Narrative Fingerprints: Multi-Scale Author Identification via Novelty Curve Dynamics

arXiv cs.CL / 4/3/2026

💬 OpinionSignals & Early TrendsIdeas & Deep AnalysisModels & Research

Key Points

  • The paper investigates whether individual authors can be identified from measurable patterns in information-theoretic “novelty curves” across their texts.
  • Using Books3 and PG-19, it reports multi-scale author signals: book-level scalar novelty dynamics identify 43% of authors above chance, while chapter-level SAX motif patterns in sliding windows yield much stronger attribution.
  • The study finds the book-level and chapter-level signals are complementary rather than redundant, implying different levels of text structure carry distinct authorial information.
  • It shows the attribution signal is partly confounded by genre but remains detectable within genres for roughly one-quarter of authors.
  • It argues the effect is not merely a modern-format artifact by noting comparable fingerprint strength for authors like Twain, Austen, and Kipling.

Abstract

We test whether authors have characteristic "fingerprints" in the information-theoretic novelty curves of their published works.
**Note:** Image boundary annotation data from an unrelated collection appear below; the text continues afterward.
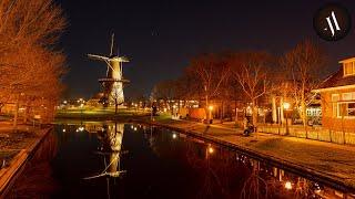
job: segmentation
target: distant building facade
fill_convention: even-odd
[[[355,129],[355,57],[339,62],[338,72],[323,82],[316,92],[322,97],[322,124],[332,130]]]

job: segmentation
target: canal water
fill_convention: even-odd
[[[7,198],[355,198],[242,153],[140,124],[62,123]]]

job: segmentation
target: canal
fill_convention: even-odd
[[[355,198],[170,129],[60,123],[7,198]]]

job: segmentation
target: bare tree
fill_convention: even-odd
[[[64,27],[52,0],[0,1],[0,93],[10,93],[8,102],[16,104],[14,127],[20,103],[40,104],[43,116],[54,113],[64,72],[64,56],[54,44]]]
[[[253,124],[257,123],[257,98],[266,93],[267,69],[272,57],[264,52],[237,53],[232,59],[233,74],[252,107]]]
[[[171,114],[173,114],[173,101],[176,100],[176,81],[159,82],[153,88],[152,96],[155,100],[163,100]]]
[[[292,81],[293,97],[300,116],[306,127],[306,107],[312,100],[311,91],[320,84],[320,71],[324,67],[325,55],[315,43],[306,40],[287,52],[282,63],[286,69],[285,76]]]
[[[196,78],[199,90],[203,91],[207,113],[210,101],[221,93],[221,86],[230,75],[230,65],[221,55],[203,54],[193,59],[186,71]],[[210,121],[210,114],[206,114],[206,118]]]

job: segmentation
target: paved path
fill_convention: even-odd
[[[224,140],[273,159],[291,163],[314,174],[332,178],[355,190],[355,146],[338,145],[273,134],[242,135],[225,125],[204,125],[187,121],[162,121],[161,125]]]

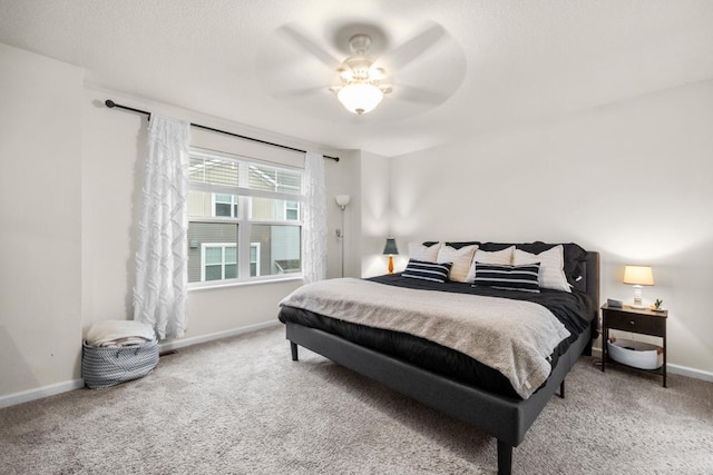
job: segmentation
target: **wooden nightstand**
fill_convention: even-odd
[[[648,373],[658,373],[664,377],[666,387],[666,321],[668,311],[654,311],[648,308],[609,307],[602,306],[602,370],[605,369],[608,359],[606,343],[609,339],[609,329],[632,331],[642,335],[657,336],[663,339],[664,364],[661,369]],[[645,370],[645,369],[642,369]]]

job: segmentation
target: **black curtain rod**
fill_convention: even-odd
[[[113,101],[111,99],[107,99],[104,102],[109,109],[114,109],[115,107],[117,109],[124,109],[124,110],[130,110],[131,112],[137,112],[137,113],[144,113],[146,116],[148,116],[148,120],[152,120],[152,112],[147,111],[147,110],[140,110],[140,109],[134,109],[133,107],[127,107],[127,106],[121,106],[119,103],[116,103],[115,101]],[[244,139],[244,140],[252,140],[254,142],[258,142],[258,144],[264,144],[264,145],[268,145],[272,147],[279,147],[279,148],[284,148],[285,150],[292,150],[292,151],[300,151],[302,154],[306,154],[306,150],[302,150],[299,148],[294,148],[294,147],[287,147],[286,145],[280,145],[280,144],[274,144],[274,142],[268,142],[266,140],[260,140],[260,139],[255,139],[252,137],[245,137],[245,136],[241,136],[238,133],[233,133],[233,132],[227,132],[225,130],[221,130],[221,129],[214,129],[213,127],[206,127],[206,126],[202,126],[201,123],[193,123],[191,122],[192,127],[195,127],[197,129],[203,129],[203,130],[209,130],[212,132],[217,132],[217,133],[224,133],[226,136],[231,136],[231,137],[237,137],[238,139]],[[339,161],[339,157],[331,157],[329,155],[324,155],[324,158],[329,158],[332,159],[334,161]]]

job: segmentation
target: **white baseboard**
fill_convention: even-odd
[[[592,348],[592,356],[600,358],[602,348]],[[690,378],[713,383],[713,373],[704,372],[703,369],[695,369],[687,366],[674,365],[672,363],[668,363],[666,364],[666,370],[672,375],[687,376]]]
[[[43,397],[55,396],[56,394],[67,393],[69,390],[79,389],[85,386],[84,379],[71,379],[64,383],[51,384],[35,389],[22,390],[20,393],[0,396],[0,408],[14,406],[17,404],[28,403]]]
[[[159,352],[170,352],[178,348],[185,348],[192,345],[197,345],[199,343],[207,343],[216,339],[229,338],[233,336],[261,330],[263,328],[270,328],[276,325],[280,325],[280,321],[275,319],[274,321],[248,325],[246,327],[234,328],[225,331],[217,331],[209,335],[202,335],[193,338],[160,343],[158,344],[158,348],[159,348]],[[35,389],[28,389],[20,393],[8,394],[4,396],[0,396],[0,409],[3,407],[14,406],[17,404],[29,403],[30,400],[41,399],[43,397],[55,396],[57,394],[80,389],[84,386],[85,386],[85,380],[80,378],[80,379],[67,380],[64,383],[57,383],[49,386],[42,386]]]
[[[243,335],[251,331],[262,330],[280,325],[279,320],[266,321],[264,324],[248,325],[246,327],[233,328],[225,331],[216,331],[208,335],[194,336],[193,338],[184,338],[172,342],[164,342],[158,344],[159,352],[172,352],[178,348],[185,348],[186,346],[197,345],[199,343],[214,342],[216,339],[231,338],[233,336]]]

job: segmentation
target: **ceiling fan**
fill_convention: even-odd
[[[391,92],[391,86],[384,80],[387,72],[374,66],[368,53],[371,49],[369,34],[354,34],[349,39],[352,56],[339,67],[341,83],[332,86],[330,90],[336,93],[339,101],[349,110],[358,115],[371,112],[383,95]]]
[[[336,29],[333,41],[326,43],[328,48],[320,46],[322,41],[301,31],[294,23],[283,26],[276,32],[281,40],[273,40],[258,57],[265,85],[274,98],[293,101],[302,108],[309,103],[311,111],[319,107],[319,100],[324,100],[319,99],[321,95],[331,91],[346,110],[358,116],[374,110],[384,96],[402,105],[391,107],[385,116],[412,116],[442,103],[465,77],[462,51],[439,24],[428,26],[391,49],[388,48],[387,34],[373,24],[348,23]],[[287,44],[291,48],[285,50]],[[338,56],[346,52],[345,44],[349,53],[339,60]],[[312,60],[301,56],[300,51],[307,52]],[[326,70],[318,70],[314,60]],[[284,75],[287,69],[293,73]],[[440,71],[448,71],[448,75]],[[329,96],[333,97],[332,93]],[[306,102],[306,98],[313,100]],[[380,115],[385,117],[384,112]]]

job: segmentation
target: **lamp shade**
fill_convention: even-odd
[[[352,82],[341,88],[336,98],[350,112],[362,115],[371,112],[379,106],[383,99],[383,92],[368,82]]]
[[[336,195],[334,199],[336,200],[336,204],[343,208],[349,205],[349,201],[351,201],[352,198],[349,195]]]
[[[387,238],[387,245],[383,247],[383,254],[399,254],[397,240],[394,238]]]
[[[654,273],[651,266],[624,267],[624,284],[654,285]]]

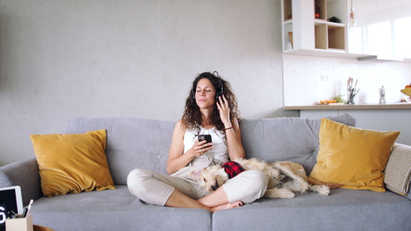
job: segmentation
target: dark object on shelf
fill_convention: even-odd
[[[320,4],[315,3],[315,18],[320,18],[320,11],[321,10],[321,7],[320,6]]]
[[[332,22],[332,23],[340,23],[340,19],[338,19],[336,16],[333,16],[333,17],[331,17],[331,18],[328,18],[327,21]]]

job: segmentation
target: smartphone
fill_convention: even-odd
[[[199,135],[199,141],[206,141],[206,144],[212,143],[211,140],[211,135]]]

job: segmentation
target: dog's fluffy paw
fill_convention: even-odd
[[[264,196],[269,198],[292,198],[295,194],[287,189],[274,188],[267,189]]]
[[[329,194],[329,188],[325,185],[320,186],[320,190],[319,190],[319,194],[328,195]]]
[[[301,193],[307,193],[308,189],[310,189],[310,184],[306,182],[301,184]]]
[[[293,192],[287,189],[279,189],[278,190],[280,198],[293,198],[295,196]]]
[[[318,191],[320,195],[328,195],[329,194],[329,188],[325,185],[312,185],[310,187],[310,190]]]

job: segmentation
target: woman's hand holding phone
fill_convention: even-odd
[[[191,149],[192,150],[193,157],[202,156],[207,151],[212,149],[211,135],[199,135],[199,139],[195,140]]]

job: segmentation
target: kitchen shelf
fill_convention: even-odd
[[[286,106],[286,110],[411,109],[410,103],[343,105]]]
[[[316,3],[321,6],[319,18],[315,18]],[[345,0],[282,0],[282,5],[284,53],[309,55],[307,51],[312,51],[317,55],[316,50],[324,50],[336,56],[347,53]],[[332,16],[340,23],[328,22]]]

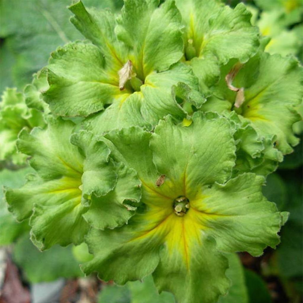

Working with two corpora -- Books3 (52,796 books, 759 qualifying authors) and PG-19 (28,439 books, 1,821 qualifying authors) -- we find that authorial voice leaves measurable traces in how novelty unfolds across a text. The signal is multi-scale: at book level, scalar dynamics (mean novelty, speed, volume, circuitousness) identify 43% of authors significantly above chance; at chapter level, SAX motif patterns in sliding windows achieve 30x-above-chance attribution, far exceeding the scalar features that dominate at book level. These signals are complementary, not redundant. We show that the fingerprint is partly confounded with genre but persists within-genre for approximately one-quarter of authors. Classical authors (Twain, Austen, Kipling) show fingerprints comparable in strength to modern authors, suggesting the phenomenon is not an artifact of contemporary publishing conventions.